Cranberry wrote:Oooh. Gay bashing. Homosexuality, bisexuality, and transgenderism are not lifestyles. A lifestyle is something you choose (like veganism, or smoking, or running five miles a day). Not something you're born with. That's like saying having blue eyes is a lifestyle.
Transgender folk have self-identified as:

Drag Queen:
Female-emulating male, usually campy, often (not always) gay.
Butch:
Masculine-appearing person.
Femme:
Feminine-appearing person.
Drag King:
Male-emulating woman.
Intersex:
Person born with mixed sexual physiology. Often [surgically re-]'assigned' at birth, such practice is coming under well-founded attack as a hurtful violation of a person's well-being.
Transvestite:
Person who enjoys wearing clothes identified with the opposite gender, often but not always straight.
Crossdresser:
Polite term for transvestite.
Transgenderist:
Person who lives as gender opposite to anatomical sex, i.e. man living as woman but retaining penis (& sexual functioning). Sexual orientation varies.
Androgyne:
Person appearing and identifying as neither man nor woman, presenting a gender either mixed or neutral.
Transsexual:
Person whose sexual identity is opposite to their assignment at birth. Not all TS folk undergo 'sex reassignment surgery' (SRS), for various reasons, including personal preference.

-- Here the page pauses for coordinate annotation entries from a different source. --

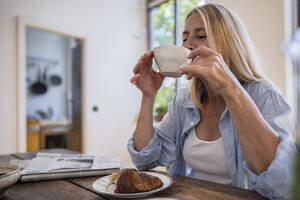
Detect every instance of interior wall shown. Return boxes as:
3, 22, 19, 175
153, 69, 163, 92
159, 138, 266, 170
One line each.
206, 0, 294, 101
0, 0, 146, 160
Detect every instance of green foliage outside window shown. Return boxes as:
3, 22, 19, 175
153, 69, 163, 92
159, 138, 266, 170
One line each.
151, 0, 204, 121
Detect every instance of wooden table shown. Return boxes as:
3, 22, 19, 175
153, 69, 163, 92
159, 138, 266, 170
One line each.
0, 149, 264, 200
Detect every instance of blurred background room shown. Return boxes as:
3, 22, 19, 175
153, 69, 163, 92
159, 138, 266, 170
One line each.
0, 0, 300, 168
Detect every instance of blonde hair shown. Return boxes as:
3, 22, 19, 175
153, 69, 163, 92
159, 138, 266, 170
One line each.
186, 4, 263, 110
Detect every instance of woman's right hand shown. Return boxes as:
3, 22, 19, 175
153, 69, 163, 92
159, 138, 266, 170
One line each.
130, 51, 165, 97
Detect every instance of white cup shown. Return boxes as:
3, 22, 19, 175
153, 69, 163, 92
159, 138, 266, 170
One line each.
153, 45, 191, 78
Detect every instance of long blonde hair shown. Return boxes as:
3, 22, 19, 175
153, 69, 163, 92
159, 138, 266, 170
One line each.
186, 4, 263, 110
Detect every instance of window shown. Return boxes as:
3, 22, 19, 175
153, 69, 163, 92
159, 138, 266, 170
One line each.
147, 0, 204, 121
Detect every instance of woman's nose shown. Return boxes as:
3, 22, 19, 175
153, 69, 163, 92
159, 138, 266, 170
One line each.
182, 39, 195, 51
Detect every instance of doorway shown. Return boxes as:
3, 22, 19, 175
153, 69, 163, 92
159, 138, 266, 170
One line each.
17, 19, 84, 152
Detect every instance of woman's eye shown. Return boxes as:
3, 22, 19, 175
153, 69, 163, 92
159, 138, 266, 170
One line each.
197, 35, 206, 40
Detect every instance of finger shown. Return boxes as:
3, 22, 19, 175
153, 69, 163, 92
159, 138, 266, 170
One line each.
133, 61, 141, 74
186, 73, 194, 80
130, 74, 140, 83
147, 51, 154, 66
133, 53, 146, 74
188, 46, 219, 59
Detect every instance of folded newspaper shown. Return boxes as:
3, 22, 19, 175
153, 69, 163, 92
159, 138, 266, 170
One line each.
10, 153, 121, 182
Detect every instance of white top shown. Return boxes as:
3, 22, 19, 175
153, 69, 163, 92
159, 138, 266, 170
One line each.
183, 129, 231, 184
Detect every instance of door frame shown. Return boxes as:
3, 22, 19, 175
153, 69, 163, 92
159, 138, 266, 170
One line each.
16, 16, 86, 152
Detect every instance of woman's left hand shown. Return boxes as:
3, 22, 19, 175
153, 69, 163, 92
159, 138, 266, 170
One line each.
180, 46, 238, 96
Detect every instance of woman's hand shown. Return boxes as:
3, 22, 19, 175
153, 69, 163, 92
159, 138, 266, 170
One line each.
180, 46, 238, 96
130, 51, 164, 97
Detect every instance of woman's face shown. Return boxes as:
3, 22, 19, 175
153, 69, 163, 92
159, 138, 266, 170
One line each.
182, 14, 209, 50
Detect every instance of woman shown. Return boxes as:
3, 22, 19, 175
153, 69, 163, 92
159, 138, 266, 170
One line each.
128, 4, 296, 199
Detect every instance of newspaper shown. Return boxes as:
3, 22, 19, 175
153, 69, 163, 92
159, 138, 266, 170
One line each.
10, 153, 121, 182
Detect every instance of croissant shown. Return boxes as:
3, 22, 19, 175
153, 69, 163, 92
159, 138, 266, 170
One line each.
113, 169, 163, 193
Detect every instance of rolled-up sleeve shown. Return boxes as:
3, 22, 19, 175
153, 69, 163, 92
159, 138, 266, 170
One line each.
127, 94, 178, 170
243, 83, 297, 199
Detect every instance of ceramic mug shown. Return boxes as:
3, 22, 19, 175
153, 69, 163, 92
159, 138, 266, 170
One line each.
153, 45, 191, 78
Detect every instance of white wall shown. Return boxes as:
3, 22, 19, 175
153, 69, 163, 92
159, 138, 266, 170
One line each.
26, 28, 71, 119
0, 0, 146, 160
206, 0, 293, 104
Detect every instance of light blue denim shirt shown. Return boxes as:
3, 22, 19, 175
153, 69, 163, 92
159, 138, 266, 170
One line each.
127, 81, 297, 199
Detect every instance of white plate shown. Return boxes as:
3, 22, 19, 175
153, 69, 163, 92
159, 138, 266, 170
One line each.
93, 171, 173, 199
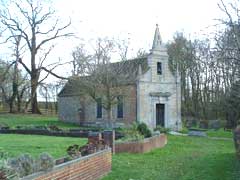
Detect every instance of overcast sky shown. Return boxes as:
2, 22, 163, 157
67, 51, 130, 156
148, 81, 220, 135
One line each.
47, 0, 225, 76
0, 0, 228, 83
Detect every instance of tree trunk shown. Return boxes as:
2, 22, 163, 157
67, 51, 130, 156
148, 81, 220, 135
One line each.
31, 72, 41, 114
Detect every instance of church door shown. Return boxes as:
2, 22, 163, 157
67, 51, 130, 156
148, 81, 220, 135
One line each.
156, 104, 165, 127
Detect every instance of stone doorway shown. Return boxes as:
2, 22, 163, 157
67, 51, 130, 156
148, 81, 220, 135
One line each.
156, 104, 165, 127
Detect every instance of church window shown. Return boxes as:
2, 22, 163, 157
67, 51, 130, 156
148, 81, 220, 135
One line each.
117, 96, 123, 118
96, 98, 102, 118
157, 62, 162, 75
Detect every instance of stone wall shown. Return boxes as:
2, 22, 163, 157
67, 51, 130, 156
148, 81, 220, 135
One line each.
137, 47, 181, 130
115, 134, 167, 153
22, 149, 112, 180
58, 85, 137, 127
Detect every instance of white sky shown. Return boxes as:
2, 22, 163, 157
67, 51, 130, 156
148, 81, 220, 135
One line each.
0, 0, 229, 94
49, 0, 225, 77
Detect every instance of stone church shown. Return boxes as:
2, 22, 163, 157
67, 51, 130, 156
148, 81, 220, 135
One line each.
58, 25, 181, 130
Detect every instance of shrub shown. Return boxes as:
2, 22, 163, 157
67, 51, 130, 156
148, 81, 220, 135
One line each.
9, 154, 37, 177
0, 149, 18, 180
38, 153, 55, 171
154, 126, 170, 134
121, 123, 144, 141
137, 123, 152, 138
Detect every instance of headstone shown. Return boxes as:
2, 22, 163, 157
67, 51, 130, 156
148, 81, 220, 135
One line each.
209, 120, 221, 130
88, 132, 102, 144
103, 130, 115, 154
199, 121, 208, 129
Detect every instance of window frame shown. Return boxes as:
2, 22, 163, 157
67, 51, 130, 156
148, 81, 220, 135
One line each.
96, 98, 102, 119
157, 62, 163, 75
117, 96, 123, 118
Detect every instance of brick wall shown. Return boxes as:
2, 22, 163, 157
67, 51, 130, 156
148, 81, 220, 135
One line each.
115, 134, 167, 153
22, 148, 112, 180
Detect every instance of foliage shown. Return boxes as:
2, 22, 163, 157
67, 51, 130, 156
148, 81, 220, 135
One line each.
0, 114, 79, 129
0, 149, 17, 180
37, 152, 55, 171
121, 123, 144, 141
154, 125, 170, 134
226, 81, 240, 128
137, 123, 152, 138
9, 153, 37, 177
103, 135, 240, 180
8, 153, 54, 177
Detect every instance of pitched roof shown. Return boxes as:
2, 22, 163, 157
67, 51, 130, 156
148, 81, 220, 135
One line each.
58, 57, 149, 97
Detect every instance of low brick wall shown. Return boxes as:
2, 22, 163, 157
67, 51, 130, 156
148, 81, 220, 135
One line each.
22, 148, 112, 180
115, 134, 167, 153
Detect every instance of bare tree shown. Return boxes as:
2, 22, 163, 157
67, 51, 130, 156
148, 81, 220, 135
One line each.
1, 0, 73, 113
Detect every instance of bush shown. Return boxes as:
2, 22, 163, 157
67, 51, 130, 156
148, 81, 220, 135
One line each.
0, 149, 18, 180
9, 154, 37, 177
38, 153, 55, 171
121, 123, 144, 141
137, 123, 152, 138
8, 153, 55, 179
154, 126, 170, 134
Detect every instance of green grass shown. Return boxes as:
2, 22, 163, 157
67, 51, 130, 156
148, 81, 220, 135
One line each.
103, 136, 240, 180
0, 134, 87, 158
179, 127, 233, 138
207, 129, 233, 138
0, 113, 79, 129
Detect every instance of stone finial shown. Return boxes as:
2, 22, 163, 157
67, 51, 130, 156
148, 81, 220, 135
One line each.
152, 24, 162, 51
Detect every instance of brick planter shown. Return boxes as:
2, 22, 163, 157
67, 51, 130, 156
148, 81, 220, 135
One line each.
233, 126, 240, 159
115, 134, 167, 153
21, 148, 112, 180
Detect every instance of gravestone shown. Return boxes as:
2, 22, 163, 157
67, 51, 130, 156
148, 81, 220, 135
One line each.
103, 130, 115, 154
209, 120, 221, 130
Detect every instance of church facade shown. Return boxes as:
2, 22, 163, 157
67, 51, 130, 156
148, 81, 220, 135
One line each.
58, 26, 181, 130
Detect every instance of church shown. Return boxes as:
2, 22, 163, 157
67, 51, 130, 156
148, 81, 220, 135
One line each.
58, 25, 182, 130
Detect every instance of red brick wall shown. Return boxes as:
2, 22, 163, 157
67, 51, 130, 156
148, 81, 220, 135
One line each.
23, 149, 112, 180
115, 134, 167, 153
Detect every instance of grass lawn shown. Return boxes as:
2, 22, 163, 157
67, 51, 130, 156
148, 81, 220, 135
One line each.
0, 134, 87, 158
103, 135, 240, 180
180, 128, 233, 138
207, 129, 233, 138
0, 113, 79, 129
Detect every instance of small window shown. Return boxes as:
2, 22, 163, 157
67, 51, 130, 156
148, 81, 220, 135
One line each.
117, 96, 123, 118
157, 62, 162, 75
97, 98, 102, 118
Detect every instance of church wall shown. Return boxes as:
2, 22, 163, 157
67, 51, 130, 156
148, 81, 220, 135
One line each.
58, 85, 137, 126
137, 47, 181, 129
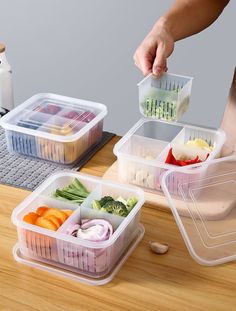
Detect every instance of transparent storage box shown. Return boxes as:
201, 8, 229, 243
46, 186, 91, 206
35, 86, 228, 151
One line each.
12, 172, 144, 280
114, 118, 225, 193
0, 93, 107, 164
138, 73, 193, 121
161, 156, 236, 266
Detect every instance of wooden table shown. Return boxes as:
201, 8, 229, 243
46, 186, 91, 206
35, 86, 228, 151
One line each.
0, 137, 236, 311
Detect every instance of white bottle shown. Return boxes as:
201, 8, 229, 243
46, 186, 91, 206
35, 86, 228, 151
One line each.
0, 43, 14, 117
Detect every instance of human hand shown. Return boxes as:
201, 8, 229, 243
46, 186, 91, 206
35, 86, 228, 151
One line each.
134, 22, 174, 76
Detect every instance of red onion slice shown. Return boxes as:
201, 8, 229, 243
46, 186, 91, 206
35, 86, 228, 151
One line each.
77, 219, 113, 242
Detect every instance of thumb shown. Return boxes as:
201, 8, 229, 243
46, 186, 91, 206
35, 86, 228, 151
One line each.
152, 45, 166, 76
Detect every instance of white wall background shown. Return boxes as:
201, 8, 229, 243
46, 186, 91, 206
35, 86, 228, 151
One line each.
0, 0, 236, 134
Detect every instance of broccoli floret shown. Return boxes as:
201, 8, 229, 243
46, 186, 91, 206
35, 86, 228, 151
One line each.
127, 197, 138, 212
115, 196, 127, 206
92, 200, 101, 210
100, 206, 113, 214
99, 195, 114, 206
103, 200, 128, 217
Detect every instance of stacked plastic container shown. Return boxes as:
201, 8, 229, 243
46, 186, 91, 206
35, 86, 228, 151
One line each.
12, 172, 144, 284
161, 156, 236, 267
114, 74, 225, 193
0, 94, 107, 164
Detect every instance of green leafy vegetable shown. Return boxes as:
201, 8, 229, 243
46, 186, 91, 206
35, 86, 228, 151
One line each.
53, 178, 89, 205
126, 197, 138, 212
92, 196, 138, 217
92, 200, 102, 210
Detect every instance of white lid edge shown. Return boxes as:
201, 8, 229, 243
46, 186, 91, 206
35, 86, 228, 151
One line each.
137, 72, 194, 86
160, 155, 236, 266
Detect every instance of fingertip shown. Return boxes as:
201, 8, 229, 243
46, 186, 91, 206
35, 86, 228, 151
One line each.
152, 66, 163, 77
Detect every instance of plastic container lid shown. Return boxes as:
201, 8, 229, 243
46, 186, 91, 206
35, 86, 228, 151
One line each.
161, 156, 236, 265
0, 43, 6, 53
0, 93, 107, 142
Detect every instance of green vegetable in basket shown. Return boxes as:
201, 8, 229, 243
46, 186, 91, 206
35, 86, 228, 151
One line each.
126, 197, 138, 212
92, 196, 138, 217
92, 200, 102, 210
53, 178, 89, 205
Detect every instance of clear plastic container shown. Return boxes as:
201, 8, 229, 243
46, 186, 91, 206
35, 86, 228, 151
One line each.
13, 224, 145, 285
0, 93, 107, 164
138, 73, 193, 121
161, 156, 236, 266
114, 118, 225, 193
12, 172, 144, 278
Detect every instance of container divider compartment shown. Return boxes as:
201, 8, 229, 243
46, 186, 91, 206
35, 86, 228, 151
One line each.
18, 195, 78, 261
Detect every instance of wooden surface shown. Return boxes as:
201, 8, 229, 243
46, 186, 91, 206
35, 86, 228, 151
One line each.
0, 138, 236, 311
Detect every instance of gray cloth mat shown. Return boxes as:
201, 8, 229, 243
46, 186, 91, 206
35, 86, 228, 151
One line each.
0, 128, 115, 190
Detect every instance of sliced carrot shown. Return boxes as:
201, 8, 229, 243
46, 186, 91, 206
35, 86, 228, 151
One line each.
36, 206, 49, 216
23, 212, 39, 225
62, 209, 73, 217
42, 208, 67, 223
35, 216, 57, 231
44, 215, 62, 229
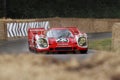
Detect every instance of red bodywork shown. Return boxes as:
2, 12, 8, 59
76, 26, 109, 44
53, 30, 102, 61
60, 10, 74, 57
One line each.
28, 27, 88, 53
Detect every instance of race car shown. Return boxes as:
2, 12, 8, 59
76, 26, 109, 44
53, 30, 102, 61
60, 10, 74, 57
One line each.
28, 27, 88, 53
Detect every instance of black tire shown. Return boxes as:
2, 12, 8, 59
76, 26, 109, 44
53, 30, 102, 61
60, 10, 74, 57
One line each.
80, 50, 88, 54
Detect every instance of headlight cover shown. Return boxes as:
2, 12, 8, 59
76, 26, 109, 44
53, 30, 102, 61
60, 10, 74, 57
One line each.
78, 37, 87, 46
38, 38, 48, 48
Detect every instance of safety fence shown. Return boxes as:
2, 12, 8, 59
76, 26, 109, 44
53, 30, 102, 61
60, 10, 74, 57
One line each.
6, 21, 50, 37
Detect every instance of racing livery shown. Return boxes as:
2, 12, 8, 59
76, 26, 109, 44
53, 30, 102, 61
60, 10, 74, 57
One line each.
28, 27, 88, 53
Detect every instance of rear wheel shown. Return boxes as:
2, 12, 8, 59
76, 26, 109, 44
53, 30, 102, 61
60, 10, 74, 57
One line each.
80, 50, 88, 54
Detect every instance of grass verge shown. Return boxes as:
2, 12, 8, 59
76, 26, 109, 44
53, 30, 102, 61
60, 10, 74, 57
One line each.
89, 38, 112, 51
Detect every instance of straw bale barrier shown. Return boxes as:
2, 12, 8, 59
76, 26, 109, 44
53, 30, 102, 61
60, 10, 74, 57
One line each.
112, 23, 120, 52
0, 52, 120, 80
0, 17, 120, 39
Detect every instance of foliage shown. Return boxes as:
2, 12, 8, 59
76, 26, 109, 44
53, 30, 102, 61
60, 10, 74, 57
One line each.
89, 38, 112, 51
0, 0, 120, 18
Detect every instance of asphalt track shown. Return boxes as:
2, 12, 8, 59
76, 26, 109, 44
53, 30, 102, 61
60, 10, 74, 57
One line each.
0, 32, 112, 60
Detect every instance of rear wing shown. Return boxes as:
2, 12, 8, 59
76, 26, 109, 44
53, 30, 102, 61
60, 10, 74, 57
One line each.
68, 27, 80, 35
28, 28, 46, 35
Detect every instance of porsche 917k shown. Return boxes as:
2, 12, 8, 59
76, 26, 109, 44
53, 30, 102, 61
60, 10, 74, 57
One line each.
28, 27, 88, 53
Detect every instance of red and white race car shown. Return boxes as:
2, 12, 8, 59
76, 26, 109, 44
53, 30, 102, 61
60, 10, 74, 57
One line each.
28, 27, 88, 53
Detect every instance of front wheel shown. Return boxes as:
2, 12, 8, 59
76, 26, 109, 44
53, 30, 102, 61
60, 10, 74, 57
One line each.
80, 50, 88, 54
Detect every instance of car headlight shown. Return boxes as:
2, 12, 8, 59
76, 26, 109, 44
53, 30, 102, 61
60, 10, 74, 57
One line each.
78, 37, 87, 46
38, 38, 48, 48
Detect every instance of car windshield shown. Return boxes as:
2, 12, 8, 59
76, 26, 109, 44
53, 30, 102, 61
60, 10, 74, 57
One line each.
47, 29, 73, 38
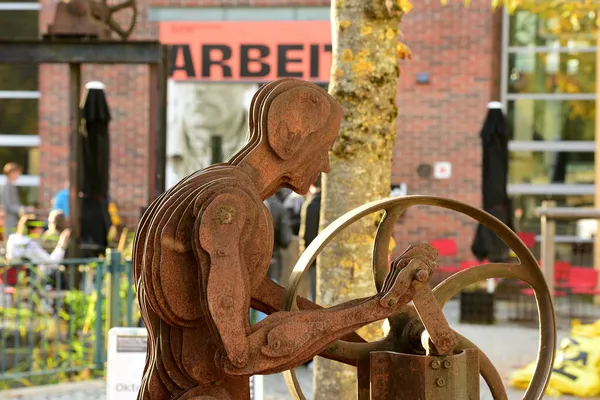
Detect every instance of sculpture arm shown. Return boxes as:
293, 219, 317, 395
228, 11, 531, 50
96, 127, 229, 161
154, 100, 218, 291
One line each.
197, 190, 256, 367
252, 277, 366, 343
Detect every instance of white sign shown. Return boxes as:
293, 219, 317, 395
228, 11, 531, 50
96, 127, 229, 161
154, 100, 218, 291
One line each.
433, 161, 452, 179
390, 183, 408, 197
106, 328, 148, 400
106, 328, 264, 400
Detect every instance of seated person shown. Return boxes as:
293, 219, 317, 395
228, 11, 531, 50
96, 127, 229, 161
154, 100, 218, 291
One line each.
41, 210, 67, 253
6, 215, 71, 282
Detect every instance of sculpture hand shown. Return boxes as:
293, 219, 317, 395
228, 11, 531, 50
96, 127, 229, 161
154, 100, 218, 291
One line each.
380, 243, 438, 308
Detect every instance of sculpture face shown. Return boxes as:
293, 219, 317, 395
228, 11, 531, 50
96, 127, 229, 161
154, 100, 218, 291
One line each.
261, 81, 343, 194
285, 113, 342, 194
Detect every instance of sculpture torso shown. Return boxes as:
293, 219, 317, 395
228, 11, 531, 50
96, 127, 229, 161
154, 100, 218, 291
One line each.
134, 164, 273, 398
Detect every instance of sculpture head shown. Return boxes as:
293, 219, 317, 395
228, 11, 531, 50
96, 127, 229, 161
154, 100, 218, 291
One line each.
239, 79, 343, 194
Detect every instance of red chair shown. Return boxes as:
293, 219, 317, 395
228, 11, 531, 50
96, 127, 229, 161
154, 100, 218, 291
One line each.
429, 239, 458, 257
0, 266, 25, 286
567, 267, 600, 295
460, 260, 489, 270
521, 261, 572, 297
517, 232, 536, 249
429, 239, 460, 283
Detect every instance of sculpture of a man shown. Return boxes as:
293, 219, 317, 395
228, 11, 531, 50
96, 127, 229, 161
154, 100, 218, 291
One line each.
134, 79, 434, 400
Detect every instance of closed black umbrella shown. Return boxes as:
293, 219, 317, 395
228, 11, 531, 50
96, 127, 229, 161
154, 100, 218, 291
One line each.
471, 103, 514, 262
79, 82, 111, 257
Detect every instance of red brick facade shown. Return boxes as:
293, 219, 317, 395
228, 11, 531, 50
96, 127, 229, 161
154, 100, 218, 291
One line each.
39, 0, 500, 260
392, 1, 501, 258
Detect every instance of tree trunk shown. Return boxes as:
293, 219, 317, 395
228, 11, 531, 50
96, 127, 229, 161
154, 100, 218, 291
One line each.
314, 0, 402, 400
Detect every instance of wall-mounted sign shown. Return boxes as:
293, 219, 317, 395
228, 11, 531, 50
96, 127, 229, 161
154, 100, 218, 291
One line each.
106, 328, 148, 400
159, 21, 331, 82
106, 328, 264, 400
433, 161, 452, 179
390, 183, 408, 197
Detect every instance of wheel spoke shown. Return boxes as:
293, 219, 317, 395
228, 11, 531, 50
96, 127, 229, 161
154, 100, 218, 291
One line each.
454, 331, 508, 400
108, 0, 134, 14
433, 263, 545, 307
373, 206, 406, 292
433, 262, 556, 400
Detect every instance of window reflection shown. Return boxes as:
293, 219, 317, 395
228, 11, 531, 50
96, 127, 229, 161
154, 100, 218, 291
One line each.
509, 7, 596, 47
0, 146, 40, 175
509, 151, 594, 185
508, 53, 596, 93
507, 99, 596, 141
511, 195, 594, 266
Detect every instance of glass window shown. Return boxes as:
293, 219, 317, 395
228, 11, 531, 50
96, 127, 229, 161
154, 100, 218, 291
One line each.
18, 186, 39, 207
509, 151, 594, 185
0, 63, 39, 90
0, 144, 40, 175
508, 53, 596, 93
512, 195, 595, 266
509, 9, 596, 47
507, 99, 596, 141
0, 99, 38, 135
0, 7, 39, 39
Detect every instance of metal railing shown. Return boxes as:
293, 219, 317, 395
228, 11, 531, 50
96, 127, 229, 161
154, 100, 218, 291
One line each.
0, 250, 138, 389
536, 200, 600, 299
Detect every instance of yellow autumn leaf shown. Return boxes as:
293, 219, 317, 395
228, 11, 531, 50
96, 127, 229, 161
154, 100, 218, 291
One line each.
398, 42, 412, 60
398, 0, 412, 14
341, 49, 354, 62
360, 25, 373, 36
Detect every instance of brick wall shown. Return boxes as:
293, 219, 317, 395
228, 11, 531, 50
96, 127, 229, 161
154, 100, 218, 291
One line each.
39, 0, 495, 241
392, 0, 501, 259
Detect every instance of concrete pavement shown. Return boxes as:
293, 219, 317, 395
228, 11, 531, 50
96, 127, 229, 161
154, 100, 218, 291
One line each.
0, 301, 580, 400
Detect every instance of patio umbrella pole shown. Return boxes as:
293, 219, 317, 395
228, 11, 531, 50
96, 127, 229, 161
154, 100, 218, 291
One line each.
67, 64, 82, 258
594, 29, 600, 304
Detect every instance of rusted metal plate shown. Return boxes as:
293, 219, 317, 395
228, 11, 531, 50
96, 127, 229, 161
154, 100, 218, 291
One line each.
133, 79, 552, 400
0, 39, 167, 64
371, 349, 479, 400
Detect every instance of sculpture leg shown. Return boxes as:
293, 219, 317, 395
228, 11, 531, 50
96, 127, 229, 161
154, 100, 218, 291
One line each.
173, 386, 234, 400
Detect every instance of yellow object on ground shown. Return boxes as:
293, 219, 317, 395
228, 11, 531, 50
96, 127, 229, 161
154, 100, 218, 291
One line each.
108, 201, 121, 226
510, 320, 600, 397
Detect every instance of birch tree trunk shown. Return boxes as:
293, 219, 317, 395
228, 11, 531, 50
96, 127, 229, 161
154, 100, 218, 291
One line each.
314, 0, 403, 400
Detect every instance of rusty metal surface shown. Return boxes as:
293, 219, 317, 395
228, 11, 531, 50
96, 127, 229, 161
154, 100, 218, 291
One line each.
370, 349, 479, 400
133, 79, 412, 400
46, 0, 137, 40
282, 196, 556, 400
0, 39, 167, 64
133, 79, 555, 400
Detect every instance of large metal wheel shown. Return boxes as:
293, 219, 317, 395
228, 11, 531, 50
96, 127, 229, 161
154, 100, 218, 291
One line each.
281, 196, 556, 400
97, 0, 138, 40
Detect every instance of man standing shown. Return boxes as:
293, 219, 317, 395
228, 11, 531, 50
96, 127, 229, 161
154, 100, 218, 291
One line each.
300, 175, 321, 301
2, 162, 33, 237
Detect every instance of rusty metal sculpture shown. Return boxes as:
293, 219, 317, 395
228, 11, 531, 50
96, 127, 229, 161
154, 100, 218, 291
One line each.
46, 0, 137, 40
133, 79, 555, 400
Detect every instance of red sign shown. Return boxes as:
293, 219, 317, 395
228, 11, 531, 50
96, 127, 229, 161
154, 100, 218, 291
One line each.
160, 21, 331, 82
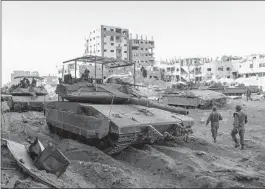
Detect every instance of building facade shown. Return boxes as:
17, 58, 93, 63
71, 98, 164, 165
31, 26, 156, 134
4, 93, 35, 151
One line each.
236, 55, 265, 77
129, 35, 155, 67
11, 70, 40, 85
85, 25, 129, 61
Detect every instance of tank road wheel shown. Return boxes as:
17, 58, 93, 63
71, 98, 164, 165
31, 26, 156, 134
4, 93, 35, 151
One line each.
47, 122, 55, 134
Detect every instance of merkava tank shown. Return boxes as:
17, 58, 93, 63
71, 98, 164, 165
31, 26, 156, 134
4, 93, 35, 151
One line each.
44, 56, 194, 155
8, 76, 48, 112
159, 83, 226, 109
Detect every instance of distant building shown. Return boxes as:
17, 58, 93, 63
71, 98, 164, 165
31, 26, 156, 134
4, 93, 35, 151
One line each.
11, 70, 40, 85
42, 75, 58, 86
85, 25, 129, 61
129, 35, 155, 67
234, 55, 265, 77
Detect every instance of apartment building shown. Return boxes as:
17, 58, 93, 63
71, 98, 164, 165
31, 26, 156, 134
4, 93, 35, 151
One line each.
11, 70, 39, 85
234, 55, 265, 77
85, 25, 129, 60
129, 35, 155, 68
42, 75, 58, 86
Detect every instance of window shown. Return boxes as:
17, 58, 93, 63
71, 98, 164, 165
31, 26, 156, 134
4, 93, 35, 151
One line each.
259, 63, 265, 67
116, 28, 121, 33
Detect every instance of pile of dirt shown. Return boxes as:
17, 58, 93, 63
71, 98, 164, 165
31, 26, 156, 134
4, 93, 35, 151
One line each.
1, 99, 265, 188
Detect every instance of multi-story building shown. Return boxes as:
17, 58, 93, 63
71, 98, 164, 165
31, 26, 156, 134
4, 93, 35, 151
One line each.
42, 75, 58, 86
129, 35, 155, 67
11, 70, 39, 85
236, 55, 265, 77
85, 25, 129, 60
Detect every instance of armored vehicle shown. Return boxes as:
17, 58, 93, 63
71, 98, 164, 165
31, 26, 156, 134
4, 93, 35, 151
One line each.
8, 76, 48, 112
44, 56, 194, 155
159, 84, 226, 109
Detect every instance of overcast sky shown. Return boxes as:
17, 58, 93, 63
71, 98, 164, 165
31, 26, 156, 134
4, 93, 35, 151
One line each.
2, 1, 265, 83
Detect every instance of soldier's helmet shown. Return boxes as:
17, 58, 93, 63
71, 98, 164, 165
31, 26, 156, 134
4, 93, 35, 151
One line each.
213, 106, 217, 111
236, 105, 242, 111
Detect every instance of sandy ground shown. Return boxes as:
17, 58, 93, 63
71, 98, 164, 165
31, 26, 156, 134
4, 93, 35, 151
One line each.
1, 100, 265, 188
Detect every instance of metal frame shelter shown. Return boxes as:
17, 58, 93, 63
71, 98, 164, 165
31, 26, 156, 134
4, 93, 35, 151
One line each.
62, 55, 136, 85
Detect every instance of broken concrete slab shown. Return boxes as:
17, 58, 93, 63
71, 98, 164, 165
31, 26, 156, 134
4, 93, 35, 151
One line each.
2, 139, 71, 188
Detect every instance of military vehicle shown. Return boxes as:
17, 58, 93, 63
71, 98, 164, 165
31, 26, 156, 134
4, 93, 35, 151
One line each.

Sexual orientation varies.
Transgender Community:
A loose association of people who transgress gender norms in a wide variety of ways. Celebrating a recently born self-awareness, this community is growing fast across all lines, including social, economic, political, and philosophical divisions. The central ethic of this community is unconditional acceptance of individual exercise of freedoms including gender and sexual, identity and orientation.


I would consider that a major lifestyle choice.